DO you remember Home and Away in the 1980s?
Not the Aussie soap which first unleashed Heath Ledger, Chris Hemsworth and Dannii Minogue on the world, but the infinitely more entertaining Granada documentary which followed the fortunes of a group of Everton and Liverpool supporters at the 1984 Milk Cup final in London.
Fox Films are planning a follow up and want to track down some of the fans who featured in the original.
They are seeking out Ronnie Morris (Lorry Driver), Steve and Tony Waldron, Colin Chorley (JCB Driver), Richie Woods (Bus Driver), Graham Egerton (Electrician), Alan Walker (Mechanic) and “Nosher”.
Home and Away offered wonderful insight into the Everton and Liverpool teams of that time, and poignant social documentary of the fans who followed them.
Alan Wells of Fox Films writes: “The 1984 League Cup Final was the first Merseyside Wembley Final.
“Incredibly, a third of the entire male population of the city left Liverpool that weekend and made it’s way down to London.
“It was more than just a game. It’s rare that a football match transcends its sporting constraints to become a symbol of wider social truths but in 1984 that’s exactly what happened.
“At the time, Liverpool felt like a city besieged.
“Industry had been decimated, jobs were scarce and the battle lines between the local government and Margaret Thatcher’s Conservatives had been drawn.

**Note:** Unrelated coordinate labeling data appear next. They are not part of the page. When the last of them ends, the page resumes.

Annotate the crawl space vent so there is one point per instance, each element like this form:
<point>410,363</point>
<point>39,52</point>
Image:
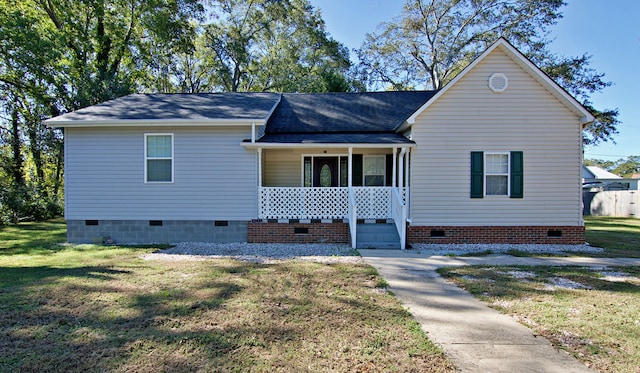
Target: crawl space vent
<point>498,82</point>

“The outlook was bleak but football gave people, and especially young men, a sense of hope and civic pride.
“The Final was a chance to show the rest of the country that Liverpool wasn’t a ‘basket case’ and became a very public act of defiance.
“Here was a chance to show Thatcher, and the rest of the nation, that she hadn’t crushed their soul, that their spirit was unbroken. And they were going to do it on her doorstep.
“The players joined in too.
“At the end of the match the match they decided to do a joint lap of honour and posed for a joint team photograph.
“Can you imagine any other clubs doing this? And the fans didn’t sing songs about Liverpool or Everton but joined together as 100,000 people burst into a mass chant of “Merseyside, Merseyside.
“Now, as part of a new documentary looking back at that important match and the issues that surrounded it, we’d like to track down those in the film to find out what they remember about that game and see how their lives have changed in the past 30 years.”